Early on the morning of 22 March 1820, two naval officers faced one another on a small field outside of Bladensburg, just over the Maryland line from the District of Columbia. In a calm voice one of the men addressed the other across the short stretch of grass that separated them, saying "If we meet in another world, let us hope that we may be better friends."
"I was never your enemy," the other quickly replied.
With these seemingly conciliatory words still hanging in the morning air, the two men raised their long-barreled pistols and took aim. How they came to this moment is a long, complicated, and tragic story, but it ended in an instant when the sharp crack of gunfire left both men crumpled on the dew-covered grass.
The two men were Navy commodores.

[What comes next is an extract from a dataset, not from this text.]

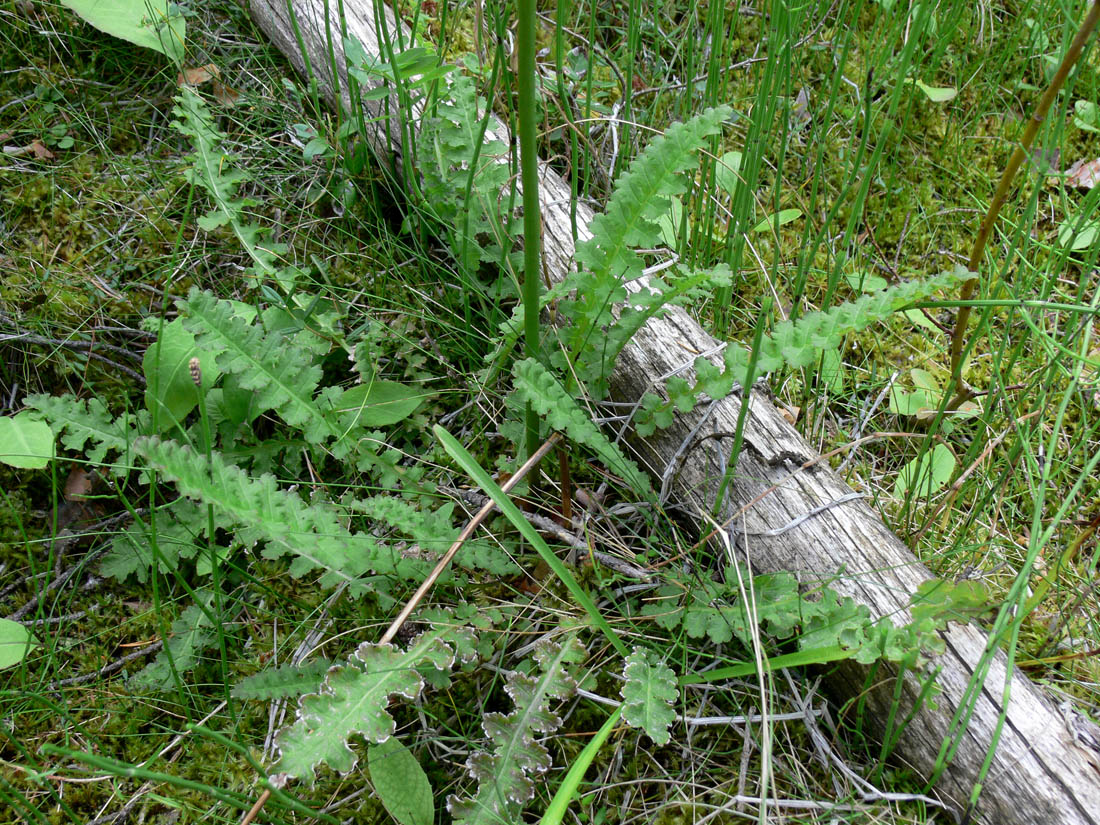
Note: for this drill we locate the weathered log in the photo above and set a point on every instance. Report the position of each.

One was James Barron and the other was the renowned Stephen Decatur, whose courageous exploits against the Barbary pirates and in the War of 1812 were legendary. The great hero who had many times defied death at the hands of foreign enemies was now carried to his home on Lafayette Square in Washington, where he lingered in agony for the rest of the day before death finally released him from his suffering later that evening.
While dueling was practiced by men in other walks of life in that era (Aaron Burr's killing of Alexander Hamilton is one famous instance), it was particularly rampant among naval officers, probably because an exaggerated sense of personal honor was exacerbated by being pent up in men-of-war on distant stations for extended periods and by a stagnated promotion system that was causing a great deal of frustration in the officer corps. Shamefully, nearly as many naval officers met their deaths on the "field of honor" as were killed in all the naval battles that had taken place to that time.

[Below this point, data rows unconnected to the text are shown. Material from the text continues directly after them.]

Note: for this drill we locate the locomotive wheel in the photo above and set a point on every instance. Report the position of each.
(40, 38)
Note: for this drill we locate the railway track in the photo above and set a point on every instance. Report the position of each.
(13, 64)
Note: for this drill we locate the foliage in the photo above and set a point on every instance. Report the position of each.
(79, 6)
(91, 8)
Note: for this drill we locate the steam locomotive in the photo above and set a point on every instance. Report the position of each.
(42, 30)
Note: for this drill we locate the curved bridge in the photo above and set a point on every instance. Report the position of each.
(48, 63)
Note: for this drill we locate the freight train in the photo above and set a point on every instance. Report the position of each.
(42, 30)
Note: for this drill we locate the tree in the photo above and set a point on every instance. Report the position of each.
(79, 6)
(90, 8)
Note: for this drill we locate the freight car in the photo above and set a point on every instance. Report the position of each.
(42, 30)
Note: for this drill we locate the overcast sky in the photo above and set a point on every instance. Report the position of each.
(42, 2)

Decatur's senseless death was somewhat mitigated by the resulting public outcry that soon caused senior officers to abandon the heinous practice. But dueling continued to flourish among midshipmen and junior officers. Little effort seems to have been made by their seniors to curb the slaughter. "Midshipmen, on the slightest provocation, would go out and have a crack at each other," said one officer.
One duel resulted when a midshipman sprinkled water over a letter being written by a messmate. In another instance a midshipman was killed by a shipmate after "giving offence by entering the cockpit wearing his hat." One duel resulted when two young gentlemen quarreled over whether a bottle—which they had no doubt emptied together—was black or dark green. In 1811, two youngsters killed each other in a duel fought at such close range that the antagonists' pistols almost touched. And in 1825, the Niles Weekly Register caustically reported: "Two boys, midshipmen attached to the Constellation frigate, amused themselves by shooting one another, by which one of them was killed, and the other had the pleasure of saying that he has slain his brother."
Finally, in 1857, the Navy took the long-overdue measure of making dueling punishable by dismissal from the service. This, at long last, ended the odious practice so that American naval officers would no longer kill one another . . . until four short years later, with the coming of the Civil War.